Tech products for elderly not getting enough support in Hong Kong, study finds
Results come ahead of city’s first Gerontech and Innovation Expo cum Summit
Not enough is being done to support the use of technological products for the elderly in Hong Kong, the city’s first landscape study on gerontechnology – the scientific field combining the study of ageing and technology – has found.
The findings come ahead of this upcoming weekend’s Gerontech and Innovation Expo cum Summit, the first of its kind in the city. The event aims to raise public awareness on technological intervention for elderly care.
The study, funded by the government’s Social Innovation and Entrepreneurship Development Fund, reviewed 72 products and services which could be widely used by Hong Kong’s elderly. It also identified 24 reasons why gerontechnological products have not been widely adopted here.
Watch: Stair climber demonstration
Those obstacles included lack of public awareness of the role of technology in elderly care, insufficient funding for local start-ups, weak collaboration between different stakeholders and lack of testing grounds for new products.

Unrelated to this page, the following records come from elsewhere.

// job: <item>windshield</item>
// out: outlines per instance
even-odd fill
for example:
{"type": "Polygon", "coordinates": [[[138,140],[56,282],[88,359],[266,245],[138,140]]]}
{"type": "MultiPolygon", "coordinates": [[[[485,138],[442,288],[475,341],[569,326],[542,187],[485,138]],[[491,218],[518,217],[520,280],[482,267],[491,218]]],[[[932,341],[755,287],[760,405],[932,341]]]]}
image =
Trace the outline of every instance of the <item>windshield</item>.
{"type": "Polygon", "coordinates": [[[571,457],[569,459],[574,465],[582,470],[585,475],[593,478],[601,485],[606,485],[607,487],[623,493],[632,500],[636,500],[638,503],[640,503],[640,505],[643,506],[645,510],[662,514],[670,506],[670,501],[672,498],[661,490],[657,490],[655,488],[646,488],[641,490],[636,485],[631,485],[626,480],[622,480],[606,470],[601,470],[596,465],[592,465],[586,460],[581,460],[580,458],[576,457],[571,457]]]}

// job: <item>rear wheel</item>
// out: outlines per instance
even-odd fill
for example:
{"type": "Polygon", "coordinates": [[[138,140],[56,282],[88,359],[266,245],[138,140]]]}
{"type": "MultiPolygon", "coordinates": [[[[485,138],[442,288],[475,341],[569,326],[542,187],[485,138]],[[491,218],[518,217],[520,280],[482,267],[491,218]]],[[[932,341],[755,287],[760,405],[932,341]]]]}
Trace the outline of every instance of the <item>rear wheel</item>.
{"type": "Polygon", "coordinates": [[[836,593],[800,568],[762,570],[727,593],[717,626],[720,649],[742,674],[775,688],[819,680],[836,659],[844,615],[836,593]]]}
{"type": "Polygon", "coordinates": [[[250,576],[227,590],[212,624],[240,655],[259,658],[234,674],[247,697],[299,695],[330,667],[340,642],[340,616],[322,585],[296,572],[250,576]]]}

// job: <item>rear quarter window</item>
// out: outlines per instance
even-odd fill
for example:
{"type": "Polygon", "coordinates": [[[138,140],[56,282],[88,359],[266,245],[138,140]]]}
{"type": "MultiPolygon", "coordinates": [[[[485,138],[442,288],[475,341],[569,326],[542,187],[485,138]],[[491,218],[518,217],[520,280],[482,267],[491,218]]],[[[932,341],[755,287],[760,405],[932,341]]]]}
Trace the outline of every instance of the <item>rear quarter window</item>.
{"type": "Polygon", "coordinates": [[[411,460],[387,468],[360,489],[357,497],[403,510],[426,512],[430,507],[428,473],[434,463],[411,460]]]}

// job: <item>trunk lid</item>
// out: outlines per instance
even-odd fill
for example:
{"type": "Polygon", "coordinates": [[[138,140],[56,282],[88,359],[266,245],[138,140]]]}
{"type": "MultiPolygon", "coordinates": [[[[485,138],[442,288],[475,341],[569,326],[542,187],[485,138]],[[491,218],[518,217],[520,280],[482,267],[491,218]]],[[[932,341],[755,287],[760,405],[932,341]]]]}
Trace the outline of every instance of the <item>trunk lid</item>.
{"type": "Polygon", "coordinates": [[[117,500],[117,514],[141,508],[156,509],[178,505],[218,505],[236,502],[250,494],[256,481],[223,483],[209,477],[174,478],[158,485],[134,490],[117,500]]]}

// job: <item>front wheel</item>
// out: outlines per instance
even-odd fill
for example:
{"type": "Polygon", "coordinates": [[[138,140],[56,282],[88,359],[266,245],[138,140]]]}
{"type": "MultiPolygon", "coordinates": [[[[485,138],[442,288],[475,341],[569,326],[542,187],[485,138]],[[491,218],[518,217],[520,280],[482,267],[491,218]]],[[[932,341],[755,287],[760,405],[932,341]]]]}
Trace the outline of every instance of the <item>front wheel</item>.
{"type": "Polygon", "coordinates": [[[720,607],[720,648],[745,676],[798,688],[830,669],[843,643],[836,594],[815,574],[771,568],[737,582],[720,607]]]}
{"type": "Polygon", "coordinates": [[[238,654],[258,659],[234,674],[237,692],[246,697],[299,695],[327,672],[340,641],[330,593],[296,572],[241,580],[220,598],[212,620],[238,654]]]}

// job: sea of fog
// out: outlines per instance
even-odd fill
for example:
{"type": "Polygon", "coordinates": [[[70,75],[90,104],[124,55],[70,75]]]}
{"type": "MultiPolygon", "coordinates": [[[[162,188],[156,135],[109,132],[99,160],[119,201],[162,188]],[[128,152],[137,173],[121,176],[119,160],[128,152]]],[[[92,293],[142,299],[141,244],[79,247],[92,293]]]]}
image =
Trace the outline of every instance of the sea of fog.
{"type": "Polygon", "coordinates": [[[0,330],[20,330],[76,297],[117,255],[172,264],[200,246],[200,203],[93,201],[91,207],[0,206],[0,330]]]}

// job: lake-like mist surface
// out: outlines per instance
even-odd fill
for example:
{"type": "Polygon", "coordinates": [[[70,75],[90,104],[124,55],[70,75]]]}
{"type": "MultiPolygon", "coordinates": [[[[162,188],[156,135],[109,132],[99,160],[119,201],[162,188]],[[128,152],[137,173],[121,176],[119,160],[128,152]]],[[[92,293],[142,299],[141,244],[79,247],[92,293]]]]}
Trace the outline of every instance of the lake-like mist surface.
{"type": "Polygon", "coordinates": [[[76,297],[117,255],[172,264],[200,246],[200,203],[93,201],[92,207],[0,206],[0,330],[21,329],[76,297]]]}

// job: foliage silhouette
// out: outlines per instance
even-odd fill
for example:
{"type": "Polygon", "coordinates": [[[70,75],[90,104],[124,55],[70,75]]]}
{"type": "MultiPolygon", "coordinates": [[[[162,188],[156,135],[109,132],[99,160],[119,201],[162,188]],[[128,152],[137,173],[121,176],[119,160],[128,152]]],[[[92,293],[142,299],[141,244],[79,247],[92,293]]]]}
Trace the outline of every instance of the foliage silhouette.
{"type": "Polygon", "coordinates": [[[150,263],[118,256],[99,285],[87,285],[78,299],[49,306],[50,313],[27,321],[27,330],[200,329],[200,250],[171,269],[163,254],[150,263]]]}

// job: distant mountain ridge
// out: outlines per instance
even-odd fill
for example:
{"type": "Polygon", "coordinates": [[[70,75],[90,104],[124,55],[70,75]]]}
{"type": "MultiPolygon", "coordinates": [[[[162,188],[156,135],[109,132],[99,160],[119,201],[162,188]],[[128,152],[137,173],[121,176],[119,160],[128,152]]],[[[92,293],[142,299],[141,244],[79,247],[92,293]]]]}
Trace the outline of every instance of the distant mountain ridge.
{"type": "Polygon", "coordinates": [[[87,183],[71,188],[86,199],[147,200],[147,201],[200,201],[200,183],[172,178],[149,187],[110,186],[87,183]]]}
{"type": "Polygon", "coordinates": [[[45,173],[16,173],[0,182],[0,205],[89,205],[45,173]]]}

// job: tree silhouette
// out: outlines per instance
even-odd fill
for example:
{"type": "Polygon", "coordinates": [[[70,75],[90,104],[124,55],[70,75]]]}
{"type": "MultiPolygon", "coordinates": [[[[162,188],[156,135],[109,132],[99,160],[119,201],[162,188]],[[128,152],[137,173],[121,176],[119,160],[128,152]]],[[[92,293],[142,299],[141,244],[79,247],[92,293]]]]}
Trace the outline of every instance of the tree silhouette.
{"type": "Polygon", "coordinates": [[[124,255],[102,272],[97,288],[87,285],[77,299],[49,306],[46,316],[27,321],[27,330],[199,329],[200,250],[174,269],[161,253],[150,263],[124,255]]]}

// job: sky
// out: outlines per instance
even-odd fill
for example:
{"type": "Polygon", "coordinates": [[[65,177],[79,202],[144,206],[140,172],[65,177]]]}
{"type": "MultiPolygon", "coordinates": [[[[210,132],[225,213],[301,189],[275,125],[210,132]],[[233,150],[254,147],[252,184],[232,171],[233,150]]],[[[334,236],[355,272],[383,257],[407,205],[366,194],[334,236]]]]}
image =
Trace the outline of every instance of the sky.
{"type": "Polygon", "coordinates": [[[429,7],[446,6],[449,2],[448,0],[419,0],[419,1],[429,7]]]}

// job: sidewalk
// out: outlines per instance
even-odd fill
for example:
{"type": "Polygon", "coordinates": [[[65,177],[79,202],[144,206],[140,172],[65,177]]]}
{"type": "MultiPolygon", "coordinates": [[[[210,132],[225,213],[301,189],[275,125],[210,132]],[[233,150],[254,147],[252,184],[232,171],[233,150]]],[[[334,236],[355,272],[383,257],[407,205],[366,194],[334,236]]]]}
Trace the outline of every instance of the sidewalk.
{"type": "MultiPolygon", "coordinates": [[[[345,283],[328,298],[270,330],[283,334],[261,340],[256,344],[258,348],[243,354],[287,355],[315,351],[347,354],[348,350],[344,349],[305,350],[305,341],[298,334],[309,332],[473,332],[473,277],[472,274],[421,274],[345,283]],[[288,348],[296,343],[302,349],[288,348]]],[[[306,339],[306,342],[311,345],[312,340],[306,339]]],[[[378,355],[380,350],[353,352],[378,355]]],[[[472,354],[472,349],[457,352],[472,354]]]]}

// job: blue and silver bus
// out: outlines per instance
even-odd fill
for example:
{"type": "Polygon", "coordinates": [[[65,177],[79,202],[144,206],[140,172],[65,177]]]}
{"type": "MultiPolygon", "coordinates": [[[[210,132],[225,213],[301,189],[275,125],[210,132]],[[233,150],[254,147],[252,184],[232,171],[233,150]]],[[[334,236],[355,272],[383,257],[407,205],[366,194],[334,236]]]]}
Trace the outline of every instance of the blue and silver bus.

“Our start of using technological products for elderly services in Hong Kong was slower than in other countries,” said Chua Ho-wai, chief executive of the Hong Kong Council of Social Service, which jointly conducted the study with Our Hong Kong Foundation.
“Usually, people think of manpower and finance when talking about ageing in place, but they seldom consider technology too,” said Kenny Shui Chi-wai, the foundation’s senior researcher and one of the study’s authors.
For example, the elderly health care voucher, which provides HK$2,000 a year for medical services and products, cannot be used to purchase technology products.
A smart textile designed to protect people from injury in case of accidents was also more widely used in the sports sector than for elderly care.
Funding to support local research in developing innovative products was also deemed insufficient. According to the study, Hong Kong spent 0.7 per cent of its GDP on research and development in 2013, compared to 2.1 per cent in Singapore and 4.1 per cent in South Korea.
“Our total R&D in percentage of GDP is not enough. We have some good seeds, but not enough,” said Stephen Wong Yuen-shan, the foundation’s deputy executive director and head of its public policy institute.
While the government has earmarked HK$10 billion to support innovation and development and set up a HK$2 billion Innovation and Technology Venture Fund, these moves do not specifically target the needs of the elderly.
Wong said the government should take the lead in spending more on R&D, in hope that the private sector would follow suit.